К числу таких-то примечательных и важных в литературном развитии отрицательных деятелей принадлежит и Марлинский. Его разница с ними и его превосходство над ними, конечно, много состоит и в степени дарования, по которому его невозможно и сравнивать с ними, но много заключается и в чисто внешних причинах. Те были русские классики, отличавшиеся от своих образцов – французских классиков – школьною тяжеловатостию в выражении, искусственным, а потому неправильным и дурным языком: Марлинский явился на поприще литературы тем самым, что называлось тогда, романтиком. Как Сумароков, Херасков, Петров, Богданович и Княжнин хлопотали из всех сил, чтобы отдалиться от действительности и естественности в изобретении и слоге, – так Марлинский всеми силами старался приблизиться к тому и другому. Те избирали для своих снотворных песнопений только героев, исторических и мифологических: этот – людей; те почитали для себя за унижение говорить живым языком и поставляли себе за честь выражаться языком школьным: этот силился подслушать живую общественную речь и, во имя ее, раздвинуть пределы литературного языка. Посему очень понятно, что тех теперь никто не станет читать, кроме серьезно изучающих отечественную литературу, а Марлинский еще долго будет иметь читателей и почитателей.
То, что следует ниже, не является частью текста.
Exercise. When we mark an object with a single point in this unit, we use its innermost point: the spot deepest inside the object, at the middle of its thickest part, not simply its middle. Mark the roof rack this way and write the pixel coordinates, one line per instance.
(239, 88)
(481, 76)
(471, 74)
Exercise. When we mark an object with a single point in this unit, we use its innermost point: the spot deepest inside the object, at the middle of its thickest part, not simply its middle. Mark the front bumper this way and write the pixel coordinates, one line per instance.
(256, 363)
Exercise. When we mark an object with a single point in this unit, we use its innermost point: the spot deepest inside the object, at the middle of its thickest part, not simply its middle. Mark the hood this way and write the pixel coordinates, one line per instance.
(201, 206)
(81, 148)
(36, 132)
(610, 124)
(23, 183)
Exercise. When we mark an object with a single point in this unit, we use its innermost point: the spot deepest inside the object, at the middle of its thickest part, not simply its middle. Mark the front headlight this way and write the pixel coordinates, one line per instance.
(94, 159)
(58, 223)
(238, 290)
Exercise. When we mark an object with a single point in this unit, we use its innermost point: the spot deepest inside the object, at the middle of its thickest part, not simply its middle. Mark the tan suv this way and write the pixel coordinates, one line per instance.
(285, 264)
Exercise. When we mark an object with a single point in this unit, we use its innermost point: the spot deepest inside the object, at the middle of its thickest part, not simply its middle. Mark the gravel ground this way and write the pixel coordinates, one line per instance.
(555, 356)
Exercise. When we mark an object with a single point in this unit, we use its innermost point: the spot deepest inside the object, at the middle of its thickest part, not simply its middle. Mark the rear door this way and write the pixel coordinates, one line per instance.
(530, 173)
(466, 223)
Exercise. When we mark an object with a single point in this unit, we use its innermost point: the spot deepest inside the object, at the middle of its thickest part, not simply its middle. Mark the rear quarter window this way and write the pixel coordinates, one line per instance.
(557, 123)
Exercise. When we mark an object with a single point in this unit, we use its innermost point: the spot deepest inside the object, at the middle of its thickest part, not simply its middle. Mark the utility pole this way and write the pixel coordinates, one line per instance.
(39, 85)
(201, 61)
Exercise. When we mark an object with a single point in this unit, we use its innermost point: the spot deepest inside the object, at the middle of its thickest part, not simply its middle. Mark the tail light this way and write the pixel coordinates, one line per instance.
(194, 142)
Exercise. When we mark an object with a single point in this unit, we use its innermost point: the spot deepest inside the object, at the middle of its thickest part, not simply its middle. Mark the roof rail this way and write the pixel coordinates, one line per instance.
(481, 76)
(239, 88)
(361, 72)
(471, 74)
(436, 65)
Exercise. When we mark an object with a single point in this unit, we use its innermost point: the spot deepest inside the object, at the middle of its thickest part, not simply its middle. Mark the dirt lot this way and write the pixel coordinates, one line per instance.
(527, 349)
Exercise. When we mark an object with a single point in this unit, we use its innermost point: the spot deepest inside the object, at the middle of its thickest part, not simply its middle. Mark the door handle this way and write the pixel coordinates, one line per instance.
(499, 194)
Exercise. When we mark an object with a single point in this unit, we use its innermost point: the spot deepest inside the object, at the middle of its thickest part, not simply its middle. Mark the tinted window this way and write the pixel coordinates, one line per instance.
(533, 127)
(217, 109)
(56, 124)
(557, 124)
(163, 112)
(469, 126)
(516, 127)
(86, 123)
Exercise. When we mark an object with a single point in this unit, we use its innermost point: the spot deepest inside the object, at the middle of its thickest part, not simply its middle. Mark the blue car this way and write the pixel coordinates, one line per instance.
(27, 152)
Появление Марлинского на поприще литературы было ознаменовано блестящим успехом. В нем думали видеть Пушкина прозы. Его повесть сделалась самою надежною приманкою для подписчиков на журналы и для покупателей альманахов, и только один журнал, как бы осужденный злосчастною судьбою на падение, не мог воскреснуть от помещенного в нем «Фрегата Надежды»… Но когда появились в «Телеграфе» его «Искуситель» и «Аммалат-Бек», – слава его дошла до своего nec plus ultra[2]2
крайнего предела (лат.). – Ред.
[Закрыть]. Общий голос решил, что он великий поэт, гений первого разряда, и что нет ему соперников в русской литературе. Журналисты громкими фразами подкрепляли мнение толпы; но никому из них не приходило в голову поговорить о Марлинском в отдельной статье, хотя они в длинных статьях рассуждали вкось и вкривь о многих писателях, и не столь, по их мнению, великих и важных. Такая огромная слава на кредит, такой громадный авторитет на честное слово не могли стоять твердо и незыблемо. Часть публики явно отложилась от предмета общего удивления. В некоторых журналах стали промелькивать фразы, то робкие, то резкие, то косвенные, то прямые, в которых выражалось то сомнение в гениальности Марлинского, то положительное отрицание в нем всякого таланта. Наконец дело дошло до того, что те же самые, которые первые провозгласили его гением первой величины, начали, в неизбежных случаях, отзываться о нем уже не столько громко, даже нерешительно и как можно короче, как будто мимоходом. Но и те, которые поневоле должны видеть в Марлинском высшую творческую силу вследствие обширности и глубокости своего эстетического чутья, за отсутствием чувства, – даже и они начинают упрекать его в излишней игривости и пенистой шипучести языка, которые породили неудачных подражателей, искажающих русский язык. Впрочем, сии последние, несмотря на то, не перестают повторять, в похвалу отставного гения, свои и чужие громкие фразы, тем более что он уже не может мешать им в сбыте их товара, но еще может служить им орудием для унижения истинных талантов, забавно пишущих и верно списывающих с натуры. Между тем подражатели Марлинского доходят до последней крайности, изображая диким и надутым языком разные сильные ощущения, и тем самым уясняют вопрос совсем не в пользу своего образца.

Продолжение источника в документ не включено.